If your week day mornings are as busy as ours, try whipping up a batch of Gluten Free Cinnamon Banana Muffins on the weekend and enjoy them all week long!
Looking for More Gluten Free Muffin Recipes?
- Healthy Quinoa Banana and Strawberry Muffins
- Easy Sweet Cornbread Muffins (Gluten Free)
- Almond Butter Oatmeal Muffins
- Gluten Free Double Chocolate Muffins
- Easy Gluten Free Blueberry Muffins
- Gluten Free Chocolate Chip Muffins
- Gluten Free Zucchini Muffins
If you tried this recipe or any other recipe on the blog, don’t forget to leave a star rating and let me know how it turned out in the comments below. I really enjoy hearing from you!
- 2/3 cup sugar
- 1/2 cup vegetable oil
- 2 eggs
- 2/3 cup ripe bananas, mashed
- 1 teaspoon vanilla
- 1 2/3 cup gluten free flour
- 1 teaspoon xanthan gum
- 2 teaspoons baking soda
- 1/2 teaspoon salt
- 1/2 teaspoon ground cinnamon
- 1/4 cup butter, melted
- 1/4 cup sugar
- 1/2 teaspoon ground cinnamon
Preheat oven to 375 degrees and line muffin pan with paper baking cups.

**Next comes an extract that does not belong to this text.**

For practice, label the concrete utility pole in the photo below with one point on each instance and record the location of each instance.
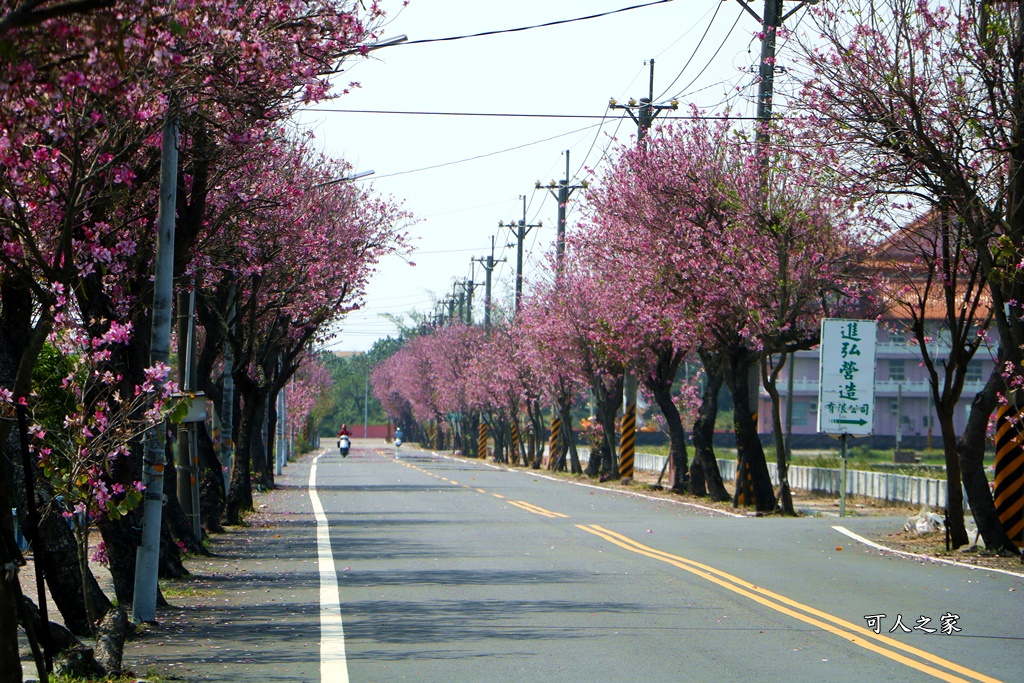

In medium bowl, whisk together 2/3 cup sugar, oil and eggs until combined.
Add mashed bananas and vanilla and stir together.
Add in remaining muffin ingredients and stir until just combined. Be careful not to overmix the batter.
Divide the batter among the baking cups.
Bake 18 minutes or until wooden pick inserted in center comes out clean.
Remove muffins from pan and allow to cool on wire rack.
For topping: Stir 1/4 cup sugar and 1/2 teaspoon cinnamon togethr in small bowl.
With a pastry brush, brush the muffins tops with the melted butter. Using a tablespoon, sprinkle the cinnamon-sugar mixture over the tops of the muffins.
- When adding the dry ingredients to the wet ingredients, be careful not to overmix the batter.
- Test the muffins for doneness at 16 minutes. Oven temperatures vary and you may need less baking time.
- Use a pastry brush to brush the melted butter on the muffin tops for even coverage.